Better Homes and Gardens was crowned the Magazine of the Year at the inaugural event a presentation breakfast at the Centennial Parklands Restaurant.
As reported in AdNews, the popular Pacific Magazines title was a clear choice for the top AMA prize having made substantial gains in subscription, readership and advertising volume despite coming off a high base amid challenging market conditions.
The magazine posted a 10.4 per cent year-on-year increase in circulation in the June 2009 Audit Bureau of Circulations report representing the biggest circulation increase of any magazine.
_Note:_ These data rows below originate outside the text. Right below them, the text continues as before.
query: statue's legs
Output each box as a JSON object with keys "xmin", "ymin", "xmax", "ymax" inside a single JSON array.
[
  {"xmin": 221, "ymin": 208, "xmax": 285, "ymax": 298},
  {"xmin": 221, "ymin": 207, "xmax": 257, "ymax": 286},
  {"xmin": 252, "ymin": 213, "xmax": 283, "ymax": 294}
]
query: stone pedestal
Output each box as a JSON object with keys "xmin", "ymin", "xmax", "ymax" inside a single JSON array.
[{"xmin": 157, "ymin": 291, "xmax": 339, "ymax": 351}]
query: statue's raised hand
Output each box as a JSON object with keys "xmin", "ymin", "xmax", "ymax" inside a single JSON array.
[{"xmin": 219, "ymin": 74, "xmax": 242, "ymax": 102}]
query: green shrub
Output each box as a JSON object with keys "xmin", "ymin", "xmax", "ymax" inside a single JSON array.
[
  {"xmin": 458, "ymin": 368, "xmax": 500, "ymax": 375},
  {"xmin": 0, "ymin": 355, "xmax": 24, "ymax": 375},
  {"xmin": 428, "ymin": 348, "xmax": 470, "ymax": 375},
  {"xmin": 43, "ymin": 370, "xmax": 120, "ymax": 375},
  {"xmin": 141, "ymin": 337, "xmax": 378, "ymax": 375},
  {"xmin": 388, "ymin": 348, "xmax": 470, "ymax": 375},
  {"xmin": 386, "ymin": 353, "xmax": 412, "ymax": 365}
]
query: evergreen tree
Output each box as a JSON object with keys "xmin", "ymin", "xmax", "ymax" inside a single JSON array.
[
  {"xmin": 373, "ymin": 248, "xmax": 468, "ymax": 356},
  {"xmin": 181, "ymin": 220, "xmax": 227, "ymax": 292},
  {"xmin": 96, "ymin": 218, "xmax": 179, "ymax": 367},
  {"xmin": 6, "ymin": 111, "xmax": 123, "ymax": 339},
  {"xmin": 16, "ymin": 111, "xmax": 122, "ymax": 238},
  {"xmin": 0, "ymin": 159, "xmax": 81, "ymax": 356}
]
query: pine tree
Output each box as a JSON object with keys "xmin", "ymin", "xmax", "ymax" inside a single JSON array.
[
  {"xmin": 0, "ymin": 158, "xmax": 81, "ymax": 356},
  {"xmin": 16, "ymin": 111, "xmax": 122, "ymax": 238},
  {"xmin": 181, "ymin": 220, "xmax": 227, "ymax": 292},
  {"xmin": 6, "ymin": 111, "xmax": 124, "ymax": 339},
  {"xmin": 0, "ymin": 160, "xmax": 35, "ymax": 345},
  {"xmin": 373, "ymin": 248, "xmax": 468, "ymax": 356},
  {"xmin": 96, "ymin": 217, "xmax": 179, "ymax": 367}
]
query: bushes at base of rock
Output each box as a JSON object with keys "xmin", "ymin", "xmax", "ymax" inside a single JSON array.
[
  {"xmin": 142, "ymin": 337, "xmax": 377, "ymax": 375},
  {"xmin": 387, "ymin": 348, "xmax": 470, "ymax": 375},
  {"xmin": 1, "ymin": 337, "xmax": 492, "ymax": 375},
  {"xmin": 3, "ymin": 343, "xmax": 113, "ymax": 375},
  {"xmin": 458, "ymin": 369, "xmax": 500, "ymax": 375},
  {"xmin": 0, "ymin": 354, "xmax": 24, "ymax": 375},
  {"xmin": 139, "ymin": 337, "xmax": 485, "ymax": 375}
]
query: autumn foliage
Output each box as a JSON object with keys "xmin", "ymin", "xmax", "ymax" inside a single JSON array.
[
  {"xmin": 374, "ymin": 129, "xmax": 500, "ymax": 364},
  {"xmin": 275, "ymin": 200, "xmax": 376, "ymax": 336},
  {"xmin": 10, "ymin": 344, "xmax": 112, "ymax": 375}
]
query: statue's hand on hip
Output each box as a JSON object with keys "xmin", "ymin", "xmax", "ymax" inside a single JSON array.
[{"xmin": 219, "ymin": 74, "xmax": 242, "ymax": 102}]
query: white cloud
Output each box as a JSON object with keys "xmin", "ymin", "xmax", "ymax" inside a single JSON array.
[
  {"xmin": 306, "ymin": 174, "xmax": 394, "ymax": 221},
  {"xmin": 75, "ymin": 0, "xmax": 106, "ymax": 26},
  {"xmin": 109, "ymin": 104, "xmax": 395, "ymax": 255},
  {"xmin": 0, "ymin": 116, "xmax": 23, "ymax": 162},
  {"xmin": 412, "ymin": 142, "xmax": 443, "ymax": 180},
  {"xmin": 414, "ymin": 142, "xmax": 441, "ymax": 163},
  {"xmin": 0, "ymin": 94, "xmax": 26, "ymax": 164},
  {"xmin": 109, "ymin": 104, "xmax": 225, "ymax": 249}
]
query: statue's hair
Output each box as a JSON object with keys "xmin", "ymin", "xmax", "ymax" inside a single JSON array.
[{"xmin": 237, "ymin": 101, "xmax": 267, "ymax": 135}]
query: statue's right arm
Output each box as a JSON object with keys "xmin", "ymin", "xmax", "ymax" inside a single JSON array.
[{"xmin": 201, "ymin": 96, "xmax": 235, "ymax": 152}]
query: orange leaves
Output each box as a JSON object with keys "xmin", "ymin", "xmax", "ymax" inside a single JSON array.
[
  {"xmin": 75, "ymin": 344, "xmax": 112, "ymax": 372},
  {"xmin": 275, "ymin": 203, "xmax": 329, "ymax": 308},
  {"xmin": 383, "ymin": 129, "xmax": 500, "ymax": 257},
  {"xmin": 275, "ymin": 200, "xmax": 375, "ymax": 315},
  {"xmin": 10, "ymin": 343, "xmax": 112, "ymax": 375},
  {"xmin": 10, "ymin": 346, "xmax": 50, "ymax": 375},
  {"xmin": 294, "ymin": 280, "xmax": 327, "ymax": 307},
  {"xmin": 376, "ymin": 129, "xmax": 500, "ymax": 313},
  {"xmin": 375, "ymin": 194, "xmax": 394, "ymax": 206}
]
Sales hit 370,000, making it the third best-selling magazine in Australia.
Roy Morgan figures revealed the magazine's readership increased by 2.3 per cent in the same period, to 1.74 million - its seventh consecutive reporting of year-on-year growth.
However, the most impressive results were in advertising volume, with a 19 per cent increase in the year to June 2009, according to Nielsen AdEx.
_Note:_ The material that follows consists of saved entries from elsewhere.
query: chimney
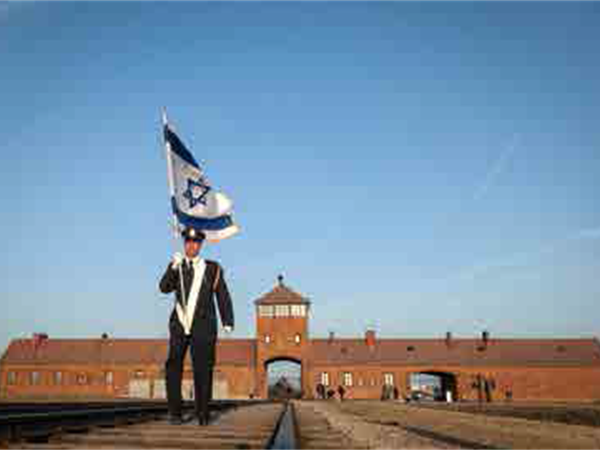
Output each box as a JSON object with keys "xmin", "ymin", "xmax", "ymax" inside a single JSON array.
[
  {"xmin": 482, "ymin": 330, "xmax": 489, "ymax": 348},
  {"xmin": 365, "ymin": 329, "xmax": 376, "ymax": 347},
  {"xmin": 445, "ymin": 331, "xmax": 452, "ymax": 348},
  {"xmin": 328, "ymin": 331, "xmax": 335, "ymax": 343},
  {"xmin": 32, "ymin": 333, "xmax": 48, "ymax": 350}
]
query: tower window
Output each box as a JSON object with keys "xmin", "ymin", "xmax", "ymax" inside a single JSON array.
[
  {"xmin": 294, "ymin": 333, "xmax": 301, "ymax": 344},
  {"xmin": 259, "ymin": 305, "xmax": 274, "ymax": 317},
  {"xmin": 53, "ymin": 371, "xmax": 63, "ymax": 385},
  {"xmin": 264, "ymin": 335, "xmax": 271, "ymax": 344},
  {"xmin": 291, "ymin": 304, "xmax": 306, "ymax": 317},
  {"xmin": 7, "ymin": 371, "xmax": 16, "ymax": 385},
  {"xmin": 343, "ymin": 372, "xmax": 353, "ymax": 387},
  {"xmin": 275, "ymin": 304, "xmax": 289, "ymax": 317},
  {"xmin": 384, "ymin": 373, "xmax": 395, "ymax": 386},
  {"xmin": 30, "ymin": 371, "xmax": 40, "ymax": 385}
]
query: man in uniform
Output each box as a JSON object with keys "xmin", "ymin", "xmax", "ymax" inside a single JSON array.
[{"xmin": 159, "ymin": 227, "xmax": 234, "ymax": 425}]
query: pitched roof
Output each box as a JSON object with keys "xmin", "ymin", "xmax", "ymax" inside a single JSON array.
[
  {"xmin": 0, "ymin": 338, "xmax": 255, "ymax": 367},
  {"xmin": 3, "ymin": 336, "xmax": 600, "ymax": 369},
  {"xmin": 310, "ymin": 338, "xmax": 600, "ymax": 367},
  {"xmin": 254, "ymin": 278, "xmax": 309, "ymax": 305}
]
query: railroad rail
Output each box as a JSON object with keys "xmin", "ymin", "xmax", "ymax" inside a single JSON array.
[
  {"xmin": 4, "ymin": 399, "xmax": 598, "ymax": 448},
  {"xmin": 0, "ymin": 400, "xmax": 297, "ymax": 450},
  {"xmin": 0, "ymin": 399, "xmax": 281, "ymax": 448}
]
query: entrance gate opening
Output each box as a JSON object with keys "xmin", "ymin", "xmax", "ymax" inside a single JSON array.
[
  {"xmin": 266, "ymin": 358, "xmax": 302, "ymax": 400},
  {"xmin": 409, "ymin": 371, "xmax": 457, "ymax": 402}
]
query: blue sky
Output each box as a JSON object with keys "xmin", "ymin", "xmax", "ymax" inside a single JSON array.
[{"xmin": 1, "ymin": 2, "xmax": 600, "ymax": 355}]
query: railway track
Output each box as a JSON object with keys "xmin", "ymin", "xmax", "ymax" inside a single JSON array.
[
  {"xmin": 0, "ymin": 402, "xmax": 496, "ymax": 450},
  {"xmin": 0, "ymin": 401, "xmax": 361, "ymax": 449},
  {"xmin": 4, "ymin": 399, "xmax": 600, "ymax": 448}
]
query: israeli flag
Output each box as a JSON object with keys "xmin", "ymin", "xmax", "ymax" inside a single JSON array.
[{"xmin": 163, "ymin": 118, "xmax": 239, "ymax": 242}]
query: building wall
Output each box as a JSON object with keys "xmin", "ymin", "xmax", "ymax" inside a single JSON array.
[
  {"xmin": 4, "ymin": 354, "xmax": 600, "ymax": 402},
  {"xmin": 453, "ymin": 366, "xmax": 600, "ymax": 401},
  {"xmin": 0, "ymin": 362, "xmax": 255, "ymax": 401},
  {"xmin": 255, "ymin": 313, "xmax": 309, "ymax": 398},
  {"xmin": 305, "ymin": 364, "xmax": 600, "ymax": 402},
  {"xmin": 214, "ymin": 365, "xmax": 256, "ymax": 399},
  {"xmin": 0, "ymin": 363, "xmax": 136, "ymax": 400}
]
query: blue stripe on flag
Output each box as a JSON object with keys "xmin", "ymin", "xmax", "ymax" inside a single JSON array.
[
  {"xmin": 171, "ymin": 197, "xmax": 235, "ymax": 231},
  {"xmin": 164, "ymin": 125, "xmax": 200, "ymax": 169}
]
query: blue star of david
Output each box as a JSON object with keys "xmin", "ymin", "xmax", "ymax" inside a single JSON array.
[{"xmin": 182, "ymin": 177, "xmax": 211, "ymax": 208}]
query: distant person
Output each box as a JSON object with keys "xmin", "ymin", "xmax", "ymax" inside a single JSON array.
[
  {"xmin": 159, "ymin": 227, "xmax": 234, "ymax": 426},
  {"xmin": 484, "ymin": 379, "xmax": 492, "ymax": 403},
  {"xmin": 380, "ymin": 385, "xmax": 388, "ymax": 401},
  {"xmin": 327, "ymin": 388, "xmax": 335, "ymax": 399},
  {"xmin": 337, "ymin": 385, "xmax": 346, "ymax": 401},
  {"xmin": 316, "ymin": 383, "xmax": 326, "ymax": 400}
]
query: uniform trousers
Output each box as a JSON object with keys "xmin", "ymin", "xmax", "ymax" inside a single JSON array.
[{"xmin": 165, "ymin": 327, "xmax": 216, "ymax": 422}]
The panel of judges, led by Fusion Strategy's Steve Allen, said the strength in numbers "overwhelmingly stated" Better Homes and Gardens' case for Magazine of the Year.
The magazine beat finalists Shop Til You Drop (ACP Magazines) and Delicious (News Magazines) for the top gong, contested from among the 15 AMA category winners.
Better Homes & Gardens had earlier won the Home & Garden category, while Shop Til You Drop and Delicious were judged the best Women's Lifestyle and Food & Entertainment titles respectively.
The AMA program, did not solicit entries, rather the titles were appraised on set criteria including circulation and readership growth, advertising volume, editorial content and design and front cover.
Guest speaker Estee Lauder Australia MD Terry Little, spoke of the continued vitality of magazines as an advertising medium for brands that need to engage with consumers in a meaningful way.
In the welcoming speech AdNews editor Matt Porter said it was crucial the AMAs were "as inclusive, transparent and robust as possible".